HitRed wrote:I always thought this deserved more coverage. In 100 days Hutu's killed between 500,000 to 1,000,000 Tutsi. Almost all by using sharp edge weapons. Then it was over. Makes me wonder if anywhere some spark could lead to chaos at any time.
I highly recommend this book,
Left to Tell. Clearly tells the story of a high school girl and the roaming bands hunting down anyone that might be Tutsi. Though, interestingly, there was no way to tell them apart.
https://en.m.wikipedia.org/wiki/Immacul ... _Ilibagiza
Yeah, I've heard quite a few interviews with various Canadian officers who were there with the U.N. mission, calling home to try to get some help. They called everybody in the chain of command, right up to the U.N. Secretary-General. When that didn't work they tried to get past the chain of command.

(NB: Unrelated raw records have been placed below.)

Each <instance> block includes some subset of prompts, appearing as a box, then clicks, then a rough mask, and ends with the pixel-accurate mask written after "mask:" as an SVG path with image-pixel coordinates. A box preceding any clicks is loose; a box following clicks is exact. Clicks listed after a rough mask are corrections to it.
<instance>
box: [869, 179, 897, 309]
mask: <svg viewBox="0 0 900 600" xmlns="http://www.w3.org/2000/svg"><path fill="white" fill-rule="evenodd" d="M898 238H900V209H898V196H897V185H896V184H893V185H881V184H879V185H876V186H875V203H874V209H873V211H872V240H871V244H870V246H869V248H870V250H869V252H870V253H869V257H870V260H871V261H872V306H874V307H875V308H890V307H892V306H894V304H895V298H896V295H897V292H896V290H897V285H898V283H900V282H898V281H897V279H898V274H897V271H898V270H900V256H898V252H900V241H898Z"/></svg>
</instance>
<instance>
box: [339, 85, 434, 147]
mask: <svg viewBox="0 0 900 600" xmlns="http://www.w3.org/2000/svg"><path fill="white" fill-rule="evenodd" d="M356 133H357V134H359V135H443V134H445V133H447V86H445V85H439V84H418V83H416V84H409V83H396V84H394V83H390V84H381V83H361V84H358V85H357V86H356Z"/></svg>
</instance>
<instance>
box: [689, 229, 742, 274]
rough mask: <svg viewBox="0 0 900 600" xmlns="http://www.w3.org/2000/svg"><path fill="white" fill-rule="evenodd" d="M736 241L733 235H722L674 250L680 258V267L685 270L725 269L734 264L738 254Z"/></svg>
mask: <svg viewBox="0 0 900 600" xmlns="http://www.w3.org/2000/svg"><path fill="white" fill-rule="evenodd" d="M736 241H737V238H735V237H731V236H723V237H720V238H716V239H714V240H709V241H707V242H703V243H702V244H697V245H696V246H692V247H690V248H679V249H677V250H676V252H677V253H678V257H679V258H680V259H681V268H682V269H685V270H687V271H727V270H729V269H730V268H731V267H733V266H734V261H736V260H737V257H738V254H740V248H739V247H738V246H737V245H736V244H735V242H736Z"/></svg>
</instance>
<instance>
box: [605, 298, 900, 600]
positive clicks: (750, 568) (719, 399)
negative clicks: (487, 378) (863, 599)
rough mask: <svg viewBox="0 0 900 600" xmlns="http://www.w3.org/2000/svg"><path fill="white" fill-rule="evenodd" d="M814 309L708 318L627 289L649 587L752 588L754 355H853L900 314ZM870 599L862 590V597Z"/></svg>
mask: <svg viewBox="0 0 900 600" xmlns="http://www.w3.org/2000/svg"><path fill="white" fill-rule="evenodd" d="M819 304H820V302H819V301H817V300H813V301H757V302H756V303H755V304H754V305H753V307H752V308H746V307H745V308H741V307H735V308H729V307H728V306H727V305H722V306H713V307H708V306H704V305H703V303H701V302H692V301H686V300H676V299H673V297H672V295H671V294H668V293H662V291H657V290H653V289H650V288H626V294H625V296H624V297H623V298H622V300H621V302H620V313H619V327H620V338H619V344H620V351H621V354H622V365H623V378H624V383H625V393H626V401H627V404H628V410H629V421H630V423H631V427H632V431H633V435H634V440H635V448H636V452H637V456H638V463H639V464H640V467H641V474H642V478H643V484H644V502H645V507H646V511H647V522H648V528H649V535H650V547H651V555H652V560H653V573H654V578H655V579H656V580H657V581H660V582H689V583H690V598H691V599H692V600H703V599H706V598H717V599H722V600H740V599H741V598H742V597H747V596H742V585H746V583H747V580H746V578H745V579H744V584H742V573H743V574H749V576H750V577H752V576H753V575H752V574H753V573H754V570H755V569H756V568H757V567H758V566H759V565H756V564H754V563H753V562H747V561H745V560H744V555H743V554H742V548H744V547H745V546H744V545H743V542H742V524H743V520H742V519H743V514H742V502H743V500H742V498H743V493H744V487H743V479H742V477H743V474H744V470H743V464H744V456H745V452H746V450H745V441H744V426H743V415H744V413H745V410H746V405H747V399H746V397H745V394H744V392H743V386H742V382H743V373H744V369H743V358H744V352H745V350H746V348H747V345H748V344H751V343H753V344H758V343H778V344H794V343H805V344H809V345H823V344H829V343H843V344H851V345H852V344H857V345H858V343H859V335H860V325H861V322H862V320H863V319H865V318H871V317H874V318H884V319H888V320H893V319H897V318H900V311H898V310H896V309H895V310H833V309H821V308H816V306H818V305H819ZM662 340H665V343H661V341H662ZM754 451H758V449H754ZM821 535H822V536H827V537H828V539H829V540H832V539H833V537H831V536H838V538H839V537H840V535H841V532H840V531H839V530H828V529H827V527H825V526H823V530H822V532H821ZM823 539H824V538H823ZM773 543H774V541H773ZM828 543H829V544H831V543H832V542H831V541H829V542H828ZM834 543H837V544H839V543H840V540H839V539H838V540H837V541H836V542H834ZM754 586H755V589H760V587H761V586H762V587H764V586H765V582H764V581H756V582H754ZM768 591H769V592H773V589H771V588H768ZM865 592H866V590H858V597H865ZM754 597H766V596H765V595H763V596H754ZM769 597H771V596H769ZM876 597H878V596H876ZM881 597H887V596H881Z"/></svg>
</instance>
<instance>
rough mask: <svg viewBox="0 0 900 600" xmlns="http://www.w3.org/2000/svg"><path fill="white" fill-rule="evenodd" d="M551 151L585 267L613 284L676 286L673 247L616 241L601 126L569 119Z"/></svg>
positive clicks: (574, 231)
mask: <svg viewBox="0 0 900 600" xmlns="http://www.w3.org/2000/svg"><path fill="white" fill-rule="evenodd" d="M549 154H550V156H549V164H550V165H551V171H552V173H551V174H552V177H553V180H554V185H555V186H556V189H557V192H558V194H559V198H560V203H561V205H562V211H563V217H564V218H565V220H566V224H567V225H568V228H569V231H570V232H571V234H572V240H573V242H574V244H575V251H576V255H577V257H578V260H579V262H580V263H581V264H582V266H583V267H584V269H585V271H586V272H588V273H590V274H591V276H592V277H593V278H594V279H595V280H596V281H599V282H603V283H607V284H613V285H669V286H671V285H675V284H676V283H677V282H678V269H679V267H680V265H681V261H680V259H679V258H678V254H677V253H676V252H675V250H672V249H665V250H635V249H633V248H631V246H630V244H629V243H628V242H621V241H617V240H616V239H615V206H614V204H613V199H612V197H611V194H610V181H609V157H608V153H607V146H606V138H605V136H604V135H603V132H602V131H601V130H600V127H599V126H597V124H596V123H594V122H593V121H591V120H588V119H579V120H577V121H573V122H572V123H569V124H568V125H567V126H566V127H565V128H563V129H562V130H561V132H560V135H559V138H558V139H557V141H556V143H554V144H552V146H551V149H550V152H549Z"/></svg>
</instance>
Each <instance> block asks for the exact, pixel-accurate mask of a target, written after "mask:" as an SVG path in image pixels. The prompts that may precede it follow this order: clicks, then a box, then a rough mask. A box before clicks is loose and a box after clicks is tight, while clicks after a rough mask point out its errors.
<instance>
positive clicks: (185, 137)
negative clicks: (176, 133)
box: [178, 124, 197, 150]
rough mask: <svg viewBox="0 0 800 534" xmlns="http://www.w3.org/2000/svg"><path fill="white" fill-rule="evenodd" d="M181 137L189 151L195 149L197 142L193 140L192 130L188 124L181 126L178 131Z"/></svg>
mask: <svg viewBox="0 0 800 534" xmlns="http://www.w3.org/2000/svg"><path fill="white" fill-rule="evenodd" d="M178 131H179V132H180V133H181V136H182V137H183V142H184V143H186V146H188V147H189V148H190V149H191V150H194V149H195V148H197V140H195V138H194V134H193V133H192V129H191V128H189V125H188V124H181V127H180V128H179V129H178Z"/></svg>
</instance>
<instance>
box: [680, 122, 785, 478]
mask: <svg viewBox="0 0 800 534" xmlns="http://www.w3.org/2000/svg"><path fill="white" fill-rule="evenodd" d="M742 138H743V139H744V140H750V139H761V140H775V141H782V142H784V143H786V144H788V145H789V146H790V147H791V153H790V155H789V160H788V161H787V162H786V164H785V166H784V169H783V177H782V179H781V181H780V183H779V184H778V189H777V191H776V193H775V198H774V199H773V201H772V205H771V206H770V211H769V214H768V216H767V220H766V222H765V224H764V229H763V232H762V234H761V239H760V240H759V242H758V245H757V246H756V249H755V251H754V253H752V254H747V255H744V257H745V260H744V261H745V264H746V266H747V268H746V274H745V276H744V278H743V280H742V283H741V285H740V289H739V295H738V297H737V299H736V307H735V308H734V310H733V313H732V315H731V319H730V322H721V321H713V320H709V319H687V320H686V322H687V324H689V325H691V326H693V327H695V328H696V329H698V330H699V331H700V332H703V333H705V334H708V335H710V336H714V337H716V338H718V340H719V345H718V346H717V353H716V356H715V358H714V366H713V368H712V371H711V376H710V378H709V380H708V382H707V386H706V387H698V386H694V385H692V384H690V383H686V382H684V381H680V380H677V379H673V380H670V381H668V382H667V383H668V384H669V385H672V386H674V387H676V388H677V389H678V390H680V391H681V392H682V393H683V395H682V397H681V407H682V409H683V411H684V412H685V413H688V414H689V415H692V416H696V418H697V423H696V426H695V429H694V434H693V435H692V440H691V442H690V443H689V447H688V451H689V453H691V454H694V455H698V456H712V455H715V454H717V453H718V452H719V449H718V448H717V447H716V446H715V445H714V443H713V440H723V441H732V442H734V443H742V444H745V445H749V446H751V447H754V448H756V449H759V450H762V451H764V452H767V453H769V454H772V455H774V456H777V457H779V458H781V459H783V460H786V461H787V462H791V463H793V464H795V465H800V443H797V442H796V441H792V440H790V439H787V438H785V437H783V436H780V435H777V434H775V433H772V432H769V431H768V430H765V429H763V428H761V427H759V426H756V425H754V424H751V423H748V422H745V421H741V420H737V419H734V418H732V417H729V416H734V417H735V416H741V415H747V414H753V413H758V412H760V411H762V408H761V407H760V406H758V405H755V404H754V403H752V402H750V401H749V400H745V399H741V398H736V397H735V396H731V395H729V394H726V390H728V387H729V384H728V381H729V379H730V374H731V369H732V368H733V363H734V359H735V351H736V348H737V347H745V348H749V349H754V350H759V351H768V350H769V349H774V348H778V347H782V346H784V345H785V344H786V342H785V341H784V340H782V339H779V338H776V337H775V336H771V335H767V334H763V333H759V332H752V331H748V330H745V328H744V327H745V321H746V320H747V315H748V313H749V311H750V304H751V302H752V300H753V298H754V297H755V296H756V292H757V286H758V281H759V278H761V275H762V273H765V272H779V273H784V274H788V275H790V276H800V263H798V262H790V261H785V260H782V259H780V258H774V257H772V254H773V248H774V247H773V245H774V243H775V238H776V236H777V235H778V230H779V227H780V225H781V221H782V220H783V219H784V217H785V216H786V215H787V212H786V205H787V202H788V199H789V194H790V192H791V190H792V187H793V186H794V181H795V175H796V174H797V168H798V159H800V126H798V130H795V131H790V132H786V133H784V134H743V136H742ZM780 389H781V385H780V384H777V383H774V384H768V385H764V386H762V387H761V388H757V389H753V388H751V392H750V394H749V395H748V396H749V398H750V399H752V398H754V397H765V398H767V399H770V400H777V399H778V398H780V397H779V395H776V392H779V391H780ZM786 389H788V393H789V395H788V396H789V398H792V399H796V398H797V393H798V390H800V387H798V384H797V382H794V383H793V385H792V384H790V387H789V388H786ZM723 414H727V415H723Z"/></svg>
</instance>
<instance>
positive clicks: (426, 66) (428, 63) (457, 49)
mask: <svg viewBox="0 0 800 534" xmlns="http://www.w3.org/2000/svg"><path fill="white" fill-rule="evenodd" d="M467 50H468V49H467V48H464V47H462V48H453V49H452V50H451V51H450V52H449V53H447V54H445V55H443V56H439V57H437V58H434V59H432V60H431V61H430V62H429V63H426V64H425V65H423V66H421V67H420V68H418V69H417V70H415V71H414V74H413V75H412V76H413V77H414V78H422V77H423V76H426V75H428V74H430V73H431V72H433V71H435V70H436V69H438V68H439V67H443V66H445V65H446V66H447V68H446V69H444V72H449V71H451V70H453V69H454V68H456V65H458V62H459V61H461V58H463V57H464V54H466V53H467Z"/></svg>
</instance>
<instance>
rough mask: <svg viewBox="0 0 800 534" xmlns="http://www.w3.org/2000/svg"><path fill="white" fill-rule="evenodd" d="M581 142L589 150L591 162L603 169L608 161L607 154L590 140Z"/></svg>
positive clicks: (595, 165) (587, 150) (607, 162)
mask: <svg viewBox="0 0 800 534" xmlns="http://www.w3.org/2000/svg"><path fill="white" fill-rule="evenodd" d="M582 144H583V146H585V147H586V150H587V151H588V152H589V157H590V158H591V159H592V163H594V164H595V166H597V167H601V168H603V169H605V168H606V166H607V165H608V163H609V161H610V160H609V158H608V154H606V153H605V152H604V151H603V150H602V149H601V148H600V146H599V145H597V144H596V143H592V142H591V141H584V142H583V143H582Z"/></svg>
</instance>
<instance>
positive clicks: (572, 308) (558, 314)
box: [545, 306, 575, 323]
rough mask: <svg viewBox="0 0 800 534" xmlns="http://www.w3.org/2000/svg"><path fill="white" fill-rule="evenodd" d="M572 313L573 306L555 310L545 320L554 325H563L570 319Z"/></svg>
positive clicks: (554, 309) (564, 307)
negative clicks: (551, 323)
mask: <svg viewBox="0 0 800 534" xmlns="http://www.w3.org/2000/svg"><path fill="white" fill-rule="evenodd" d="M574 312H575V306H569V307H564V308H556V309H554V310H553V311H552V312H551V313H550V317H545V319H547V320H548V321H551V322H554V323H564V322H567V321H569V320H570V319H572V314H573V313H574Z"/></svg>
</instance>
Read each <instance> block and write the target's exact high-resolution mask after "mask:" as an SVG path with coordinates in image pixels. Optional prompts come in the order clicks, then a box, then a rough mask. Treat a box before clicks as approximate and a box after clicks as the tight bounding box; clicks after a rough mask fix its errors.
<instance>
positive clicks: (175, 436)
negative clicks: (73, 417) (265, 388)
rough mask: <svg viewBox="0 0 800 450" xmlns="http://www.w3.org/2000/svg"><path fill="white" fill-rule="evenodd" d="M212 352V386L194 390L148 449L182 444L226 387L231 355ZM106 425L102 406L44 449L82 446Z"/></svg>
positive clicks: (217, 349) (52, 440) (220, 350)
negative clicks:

They called Ottawa, Washington, Brussels. The answer everywhere was, "it's very unlikely anyone wants to get involved in an operation of the scope that would be needed." Most nations pulled their troops out. All five major imperial powers (meaning the five permanent members of the UN Security Council) refused to get involved. Only Canada, New Zealand, and Ghana -- none of which are exactly military powerhouses -- increased their troop commitment.
In the same era, the West rushed to intervene in Kosovo after something between 5 and 10 thousand were killed in ethnically-motivated attacks there, but West was not interested in stopping the death of roughly a million in Rwanda. It's a really disgusting statement about how shallow public interest in world affairs really is.